Others might find spiritual discipline in taking the opposite approach to the rich fool, asking yourself before purchasing an item or building a structure, if the object‘s purpose will glorify God and serve the community. This is a question the faithful leaders of our buildings and grounds construction planning teams ask before embarking on new projects.
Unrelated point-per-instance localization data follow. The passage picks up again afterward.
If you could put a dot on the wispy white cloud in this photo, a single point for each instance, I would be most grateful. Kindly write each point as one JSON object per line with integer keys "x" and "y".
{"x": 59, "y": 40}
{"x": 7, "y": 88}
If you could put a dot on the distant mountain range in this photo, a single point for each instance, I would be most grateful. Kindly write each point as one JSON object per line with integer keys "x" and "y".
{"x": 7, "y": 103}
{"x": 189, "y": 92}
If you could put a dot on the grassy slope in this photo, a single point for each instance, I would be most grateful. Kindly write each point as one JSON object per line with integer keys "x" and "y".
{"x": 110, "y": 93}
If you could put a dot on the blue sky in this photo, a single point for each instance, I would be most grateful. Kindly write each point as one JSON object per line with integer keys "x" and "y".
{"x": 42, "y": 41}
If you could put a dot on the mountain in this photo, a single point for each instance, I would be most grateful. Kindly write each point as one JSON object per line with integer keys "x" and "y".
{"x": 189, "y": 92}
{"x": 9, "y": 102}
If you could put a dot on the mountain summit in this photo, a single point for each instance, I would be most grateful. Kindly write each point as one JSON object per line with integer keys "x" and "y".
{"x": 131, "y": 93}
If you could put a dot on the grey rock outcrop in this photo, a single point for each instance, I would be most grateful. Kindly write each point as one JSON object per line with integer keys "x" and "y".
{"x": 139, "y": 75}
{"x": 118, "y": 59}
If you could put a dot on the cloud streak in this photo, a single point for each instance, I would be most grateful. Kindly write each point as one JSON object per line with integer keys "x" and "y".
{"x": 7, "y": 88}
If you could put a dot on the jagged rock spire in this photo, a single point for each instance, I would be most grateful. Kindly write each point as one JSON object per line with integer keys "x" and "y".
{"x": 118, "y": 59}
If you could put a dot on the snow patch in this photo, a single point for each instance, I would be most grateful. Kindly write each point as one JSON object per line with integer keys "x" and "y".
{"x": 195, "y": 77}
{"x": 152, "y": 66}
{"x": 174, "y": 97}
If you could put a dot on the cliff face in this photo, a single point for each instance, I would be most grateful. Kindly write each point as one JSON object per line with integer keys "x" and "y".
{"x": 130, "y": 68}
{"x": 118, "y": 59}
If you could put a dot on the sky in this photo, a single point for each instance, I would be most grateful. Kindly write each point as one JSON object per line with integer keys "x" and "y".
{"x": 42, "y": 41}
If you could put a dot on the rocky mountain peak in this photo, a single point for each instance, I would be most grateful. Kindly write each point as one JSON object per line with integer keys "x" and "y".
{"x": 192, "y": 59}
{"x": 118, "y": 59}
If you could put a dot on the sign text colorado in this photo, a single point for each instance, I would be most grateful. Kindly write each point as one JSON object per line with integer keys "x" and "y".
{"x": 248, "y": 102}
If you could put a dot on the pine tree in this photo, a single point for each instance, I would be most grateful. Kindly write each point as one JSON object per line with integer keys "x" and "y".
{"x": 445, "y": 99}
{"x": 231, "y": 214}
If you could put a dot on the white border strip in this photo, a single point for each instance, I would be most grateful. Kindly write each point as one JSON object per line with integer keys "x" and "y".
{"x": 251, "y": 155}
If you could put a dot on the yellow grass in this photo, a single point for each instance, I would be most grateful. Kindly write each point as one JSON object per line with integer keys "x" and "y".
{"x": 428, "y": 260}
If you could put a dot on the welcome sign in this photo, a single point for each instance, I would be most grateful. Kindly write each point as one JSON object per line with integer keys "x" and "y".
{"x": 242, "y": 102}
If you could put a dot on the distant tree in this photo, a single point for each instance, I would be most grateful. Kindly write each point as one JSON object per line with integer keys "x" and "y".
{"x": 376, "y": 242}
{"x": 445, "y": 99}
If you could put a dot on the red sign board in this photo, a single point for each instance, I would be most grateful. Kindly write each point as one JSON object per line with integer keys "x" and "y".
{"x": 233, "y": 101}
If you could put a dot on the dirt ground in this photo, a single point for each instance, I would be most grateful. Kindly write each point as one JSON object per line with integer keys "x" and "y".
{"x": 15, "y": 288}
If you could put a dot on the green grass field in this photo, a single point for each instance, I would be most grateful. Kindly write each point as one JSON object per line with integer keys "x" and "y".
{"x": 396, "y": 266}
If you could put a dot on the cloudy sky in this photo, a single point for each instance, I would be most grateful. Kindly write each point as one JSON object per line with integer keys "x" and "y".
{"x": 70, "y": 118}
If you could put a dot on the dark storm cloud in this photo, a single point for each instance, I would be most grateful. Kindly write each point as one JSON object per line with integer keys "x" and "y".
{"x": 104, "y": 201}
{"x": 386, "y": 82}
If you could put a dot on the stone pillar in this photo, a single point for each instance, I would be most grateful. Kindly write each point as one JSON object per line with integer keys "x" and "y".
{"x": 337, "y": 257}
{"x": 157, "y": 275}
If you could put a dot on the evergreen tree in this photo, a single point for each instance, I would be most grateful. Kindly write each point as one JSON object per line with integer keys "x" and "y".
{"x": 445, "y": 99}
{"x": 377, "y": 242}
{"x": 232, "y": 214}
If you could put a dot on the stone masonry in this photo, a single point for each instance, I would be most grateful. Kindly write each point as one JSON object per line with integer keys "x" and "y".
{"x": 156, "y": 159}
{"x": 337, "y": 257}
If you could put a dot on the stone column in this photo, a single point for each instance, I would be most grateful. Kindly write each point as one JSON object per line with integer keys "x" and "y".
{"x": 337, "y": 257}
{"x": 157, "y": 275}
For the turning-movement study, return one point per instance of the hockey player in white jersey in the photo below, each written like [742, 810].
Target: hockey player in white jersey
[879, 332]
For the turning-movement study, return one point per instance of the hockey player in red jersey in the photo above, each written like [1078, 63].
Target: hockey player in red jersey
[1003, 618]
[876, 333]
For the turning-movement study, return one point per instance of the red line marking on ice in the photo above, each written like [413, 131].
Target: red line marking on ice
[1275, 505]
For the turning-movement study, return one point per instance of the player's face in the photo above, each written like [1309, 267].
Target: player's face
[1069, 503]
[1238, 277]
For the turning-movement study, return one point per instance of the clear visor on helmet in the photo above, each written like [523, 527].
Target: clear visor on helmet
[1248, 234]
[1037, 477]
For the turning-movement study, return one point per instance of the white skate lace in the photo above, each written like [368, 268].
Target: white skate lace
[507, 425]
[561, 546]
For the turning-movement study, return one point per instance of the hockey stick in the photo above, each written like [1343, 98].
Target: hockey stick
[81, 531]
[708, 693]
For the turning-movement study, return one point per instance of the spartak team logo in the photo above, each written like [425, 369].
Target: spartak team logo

Or maybe you prefer to create a practice of serving at organizations that feed the hungry. This church supports A Just Harvest, which describes its work as “feeding hunger, cultivating abundance, seeing beyond, and building power.” Katie Nahrwold and a group of folks regularly go to volunteer at the garden where food is joyfully shared, not hoarded, and community replaces isolation.

Perhaps you would prefer a more custom approach, creating your own rule. Katie Lancaster would be happy to match you with spiritual resources that resonate with the state of your heart in this season.

Spiritual disciplines transform our hearts and minds through accountability and abundant grace. Spiritual disciplines are not a list of tasks to be accomplished, or goals to be achieved, but a way of becoming the people God created us to be.

Friends it is so easy to get swept up in the pursuit of more, more, more, like the man in the parable of the rich fool. It is so easy to get so wrapped up in our own lives and our own worries that we fail to notice our neighbors and fail to give thanks to God for all that we have and all that we do.

Jesus knew what it is like to be human, to worry, and scramble every day. Just a few verses later Jesus says “Do not worry about your life, what you will eat, about your body, or what you will wear. Life is more than food and the body more than clothes. See how God takes care of the ravens and the lilies? God knows what you need and will take care of you too.”

With that assurance that God will take care of us friends, let us trust that the Holy Spirit will strengthen, guide, and sustain us as we develop heart fitness regimens. By God’s grace, may our hearts become vessels filled with richness toward God.


[1] Lull, Patricia in Feasting on the Word Year C, Vol 3, p. 863.

[2] https://www.independent.co.uk/climate-change/news/fast-fashion-ghana-clothes-waste-b2132399.html

[3] https://money.cnn.com/2016/03/17/investing/wall-street-to-waffle-house/index.html

[4] West, Audrey, in Feasting on the Word Year C, Volume 3, p. 858.

[5] West, Audrey, in Feasting on the Word Year C, Volume 3, p. 859.

[6] Levine, Madeline, The Price of Privilege, p. 45.

[7] https://www.youtube.com/watch?v=rQMFIPeJqDU&t=21s

[8] O-Tuama, Padraig, Daily Prayers from the Corrymeela Community.